Poisson <- function(x) {
B_0 <- 0.01
B_1 <- 0.03
y_det = exp(B_0 + B_1*x)
y <- rpois(n = length(x), lambda = y_det)
y
}
Poisson(1)
## [1] 1
Poisson(1:5)
## [1] 0 2 1 1 0
If you are trying to simulate an over-dispersed system, you can also consider switching from a Poisson distribution to a negative binomial distribution.
NegBinom <- function(x) {
B_0 <- 0.01
B_1 <- 0.03
y_det = exp(B_0 + B_1*x)
y <- rnbinom(n = length(x), mu = y_det, size = 5) # Here size is the dispersion parameter
y
}
NegBinom(1)
## [1] 0
NegBinom(1:5)
## [1] 0 4 1 0 2
Simulating from a linear model with a logit link and binomial stochasticity is no different from simulating from other, simpler models. The minimal requirements for simulating the deterministic part of this type of model are defining the intercept, \(\beta_0\), and slope, \(\beta_1\), to set up the \(x\) values you are interested in, and to specify the link function (here a logit link). These pieces can then be used to calculate the deterministic part of the model using the standard equation for a linear model with a logit link \(y = \frac{e^{\beta_0 + \beta_1 \times x}}{1 + e^{\beta_0 + \beta_1 \times x}}\).
B_0 <- 0.01
B_1 <- 0.03
x <- 1:20
y_det = exp(B_0 + B_1*x) / (1 + exp(B_0 + B_1*x))
y_det
## [1] 0.5099987 0.5174929 0.5249792 0.5324543 0.5399149 0.5473576 0.5547792
## [8] 0.5621765 0.5695462 0.5768853 0.5841905 0.5914590 0.5986877 0.6058737
## [15] 0.6130142 0.6201064 0.6271478 0.6341356 0.6410674 0.6479408
With the deterministic part specified, the next step is to add the
stochastic component to the model. Here what we want is 20 random values
drawn from a binomial distribution, each with a probability of success
equal to the prediction of our deterministic model.

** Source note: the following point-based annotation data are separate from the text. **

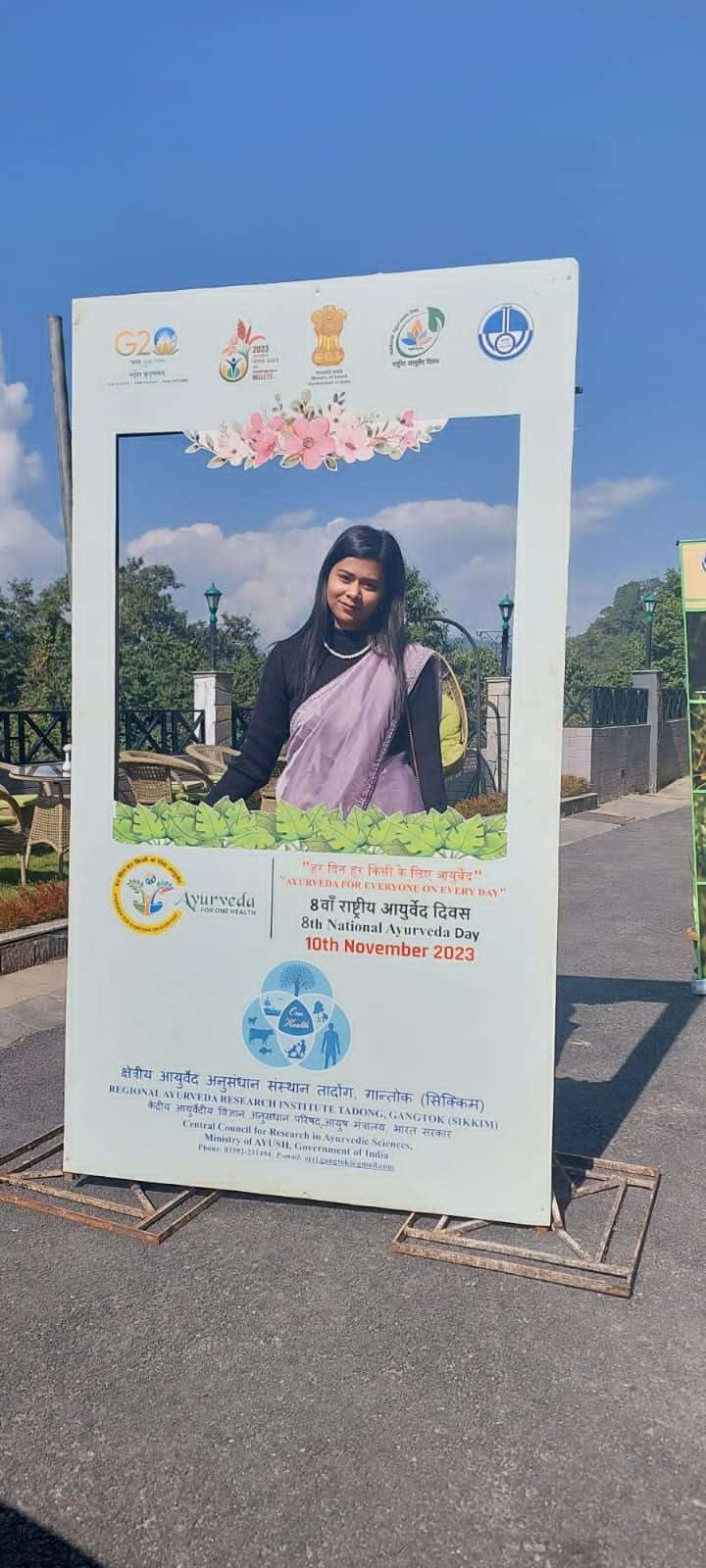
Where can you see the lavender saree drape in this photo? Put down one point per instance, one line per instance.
(339, 739)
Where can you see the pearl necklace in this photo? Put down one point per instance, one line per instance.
(345, 656)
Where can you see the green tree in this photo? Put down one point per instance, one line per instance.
(46, 679)
(423, 604)
(614, 645)
(16, 634)
(154, 647)
(235, 651)
(669, 655)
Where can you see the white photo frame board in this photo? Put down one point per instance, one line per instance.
(439, 1098)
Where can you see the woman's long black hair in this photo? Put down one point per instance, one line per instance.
(386, 627)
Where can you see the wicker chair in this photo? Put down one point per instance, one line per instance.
(51, 823)
(269, 799)
(214, 760)
(145, 776)
(15, 828)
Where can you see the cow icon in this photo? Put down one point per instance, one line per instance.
(259, 1035)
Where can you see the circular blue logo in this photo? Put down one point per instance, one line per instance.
(506, 331)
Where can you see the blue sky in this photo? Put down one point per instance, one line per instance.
(169, 146)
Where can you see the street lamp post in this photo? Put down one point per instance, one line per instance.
(506, 608)
(650, 601)
(212, 600)
(444, 619)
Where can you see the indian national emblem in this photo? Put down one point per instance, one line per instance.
(328, 323)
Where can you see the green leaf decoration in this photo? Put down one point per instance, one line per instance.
(345, 835)
(123, 830)
(146, 825)
(235, 812)
(467, 836)
(209, 822)
(421, 835)
(295, 823)
(253, 836)
(384, 831)
(231, 825)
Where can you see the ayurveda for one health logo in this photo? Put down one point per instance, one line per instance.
(146, 893)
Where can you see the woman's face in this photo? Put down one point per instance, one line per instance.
(355, 590)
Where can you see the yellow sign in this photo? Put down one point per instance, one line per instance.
(328, 323)
(145, 893)
(694, 574)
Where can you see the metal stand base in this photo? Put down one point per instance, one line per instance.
(86, 1200)
(604, 1258)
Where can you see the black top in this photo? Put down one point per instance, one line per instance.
(281, 692)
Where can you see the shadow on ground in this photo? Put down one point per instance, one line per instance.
(28, 1544)
(590, 1110)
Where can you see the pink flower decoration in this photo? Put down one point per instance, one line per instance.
(404, 431)
(263, 436)
(232, 446)
(352, 441)
(310, 441)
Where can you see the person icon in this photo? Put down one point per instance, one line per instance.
(331, 1047)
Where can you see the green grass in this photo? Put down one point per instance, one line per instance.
(43, 867)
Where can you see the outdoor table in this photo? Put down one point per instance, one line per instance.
(52, 808)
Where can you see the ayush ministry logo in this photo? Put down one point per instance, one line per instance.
(416, 333)
(506, 331)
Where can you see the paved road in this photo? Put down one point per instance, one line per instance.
(275, 1388)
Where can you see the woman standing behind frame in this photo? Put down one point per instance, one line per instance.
(355, 702)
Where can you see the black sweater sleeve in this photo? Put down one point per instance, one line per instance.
(424, 708)
(267, 733)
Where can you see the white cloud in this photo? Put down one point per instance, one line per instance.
(465, 548)
(27, 549)
(598, 502)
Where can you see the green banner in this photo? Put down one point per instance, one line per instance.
(692, 559)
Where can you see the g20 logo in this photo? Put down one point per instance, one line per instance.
(145, 344)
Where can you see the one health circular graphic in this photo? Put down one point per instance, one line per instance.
(295, 1021)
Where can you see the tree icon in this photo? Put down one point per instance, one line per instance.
(297, 977)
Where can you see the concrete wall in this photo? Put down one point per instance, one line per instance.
(672, 752)
(616, 760)
(577, 753)
(620, 760)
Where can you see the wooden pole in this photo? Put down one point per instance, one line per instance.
(63, 427)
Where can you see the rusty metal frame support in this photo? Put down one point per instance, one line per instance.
(28, 1183)
(449, 1239)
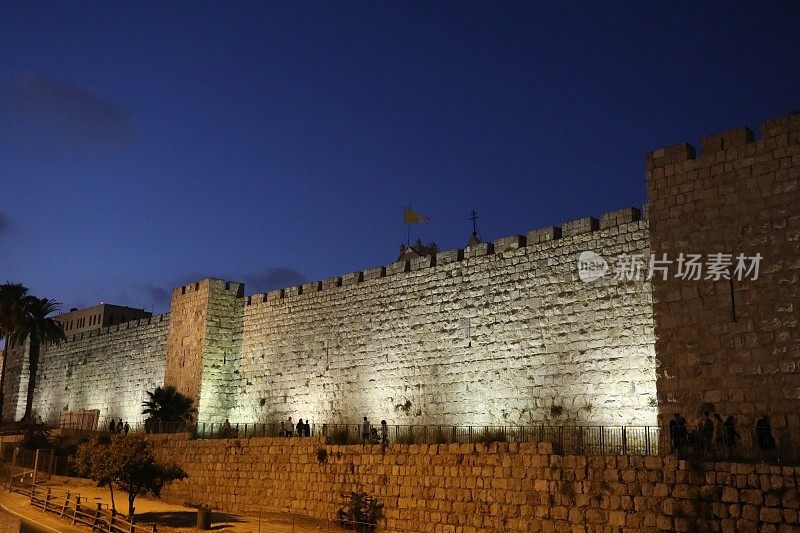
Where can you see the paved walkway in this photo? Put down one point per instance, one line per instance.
(168, 517)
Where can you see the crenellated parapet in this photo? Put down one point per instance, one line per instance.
(512, 243)
(729, 344)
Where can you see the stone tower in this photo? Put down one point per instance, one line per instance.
(203, 344)
(729, 345)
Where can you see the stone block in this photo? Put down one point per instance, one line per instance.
(579, 226)
(543, 235)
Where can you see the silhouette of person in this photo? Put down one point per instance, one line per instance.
(764, 438)
(675, 433)
(365, 430)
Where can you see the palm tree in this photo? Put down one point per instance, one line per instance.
(13, 299)
(38, 329)
(168, 407)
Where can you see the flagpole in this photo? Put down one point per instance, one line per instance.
(408, 235)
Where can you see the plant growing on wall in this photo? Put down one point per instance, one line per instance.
(167, 410)
(13, 297)
(38, 329)
(361, 512)
(127, 462)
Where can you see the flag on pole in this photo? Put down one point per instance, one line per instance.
(413, 217)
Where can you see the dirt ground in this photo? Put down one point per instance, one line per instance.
(167, 517)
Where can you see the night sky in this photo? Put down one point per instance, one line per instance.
(148, 144)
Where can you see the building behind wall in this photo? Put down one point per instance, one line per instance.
(503, 332)
(96, 317)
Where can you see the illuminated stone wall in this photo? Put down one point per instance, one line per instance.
(502, 333)
(203, 344)
(109, 369)
(505, 333)
(16, 382)
(730, 347)
(474, 488)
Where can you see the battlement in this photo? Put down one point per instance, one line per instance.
(510, 244)
(728, 145)
(131, 324)
(211, 284)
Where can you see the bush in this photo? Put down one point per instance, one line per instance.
(361, 512)
(339, 436)
(492, 435)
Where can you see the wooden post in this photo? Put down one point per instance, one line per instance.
(97, 512)
(13, 464)
(65, 506)
(77, 508)
(35, 467)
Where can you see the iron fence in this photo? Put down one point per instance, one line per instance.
(574, 440)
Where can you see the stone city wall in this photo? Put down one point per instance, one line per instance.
(501, 487)
(503, 333)
(729, 345)
(109, 369)
(15, 387)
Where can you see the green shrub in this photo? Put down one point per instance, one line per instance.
(492, 435)
(361, 512)
(339, 436)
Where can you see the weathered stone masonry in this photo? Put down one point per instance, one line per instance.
(471, 488)
(109, 370)
(731, 346)
(500, 333)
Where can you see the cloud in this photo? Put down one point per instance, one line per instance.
(67, 110)
(272, 278)
(158, 295)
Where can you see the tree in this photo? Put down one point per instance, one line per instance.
(13, 299)
(166, 407)
(93, 460)
(38, 329)
(126, 461)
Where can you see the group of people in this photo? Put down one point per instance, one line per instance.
(715, 435)
(289, 429)
(369, 434)
(118, 427)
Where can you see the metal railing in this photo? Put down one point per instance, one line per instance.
(573, 440)
(68, 507)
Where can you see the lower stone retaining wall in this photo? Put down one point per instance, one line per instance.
(468, 488)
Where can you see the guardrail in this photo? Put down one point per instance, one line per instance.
(68, 507)
(783, 446)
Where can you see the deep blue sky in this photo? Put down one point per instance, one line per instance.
(148, 144)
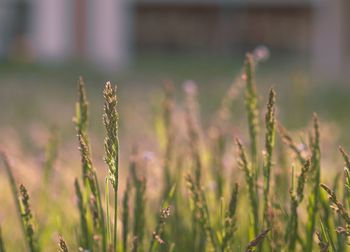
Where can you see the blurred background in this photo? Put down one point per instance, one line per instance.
(45, 45)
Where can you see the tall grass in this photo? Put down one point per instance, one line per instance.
(199, 202)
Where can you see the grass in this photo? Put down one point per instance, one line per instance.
(201, 191)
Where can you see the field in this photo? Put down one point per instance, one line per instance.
(245, 158)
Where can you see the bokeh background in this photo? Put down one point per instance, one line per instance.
(45, 45)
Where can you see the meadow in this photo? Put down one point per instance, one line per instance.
(157, 169)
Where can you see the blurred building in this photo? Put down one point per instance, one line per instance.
(102, 31)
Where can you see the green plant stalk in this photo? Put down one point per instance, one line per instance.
(83, 222)
(62, 244)
(269, 146)
(230, 222)
(168, 111)
(296, 198)
(202, 216)
(89, 175)
(126, 216)
(251, 102)
(108, 221)
(257, 240)
(314, 197)
(2, 246)
(251, 183)
(51, 153)
(27, 220)
(13, 187)
(110, 120)
(93, 186)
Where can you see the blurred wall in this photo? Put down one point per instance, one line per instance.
(213, 27)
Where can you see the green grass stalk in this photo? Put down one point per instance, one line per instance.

This can be achieved
by combining the deterministic predictions with the
rbinom()
function.
y <- rbinom(n = length(x), size = 1, prob = y_det)
y
## [1] 0 0 1 1 1 1 1 1 1 1 1 0 1 0 0 1 1 1 0 1
As always, if you intend on carrying out anything more than a simple, one-off simulation, it is usually more efficient to package everything together into a custom function.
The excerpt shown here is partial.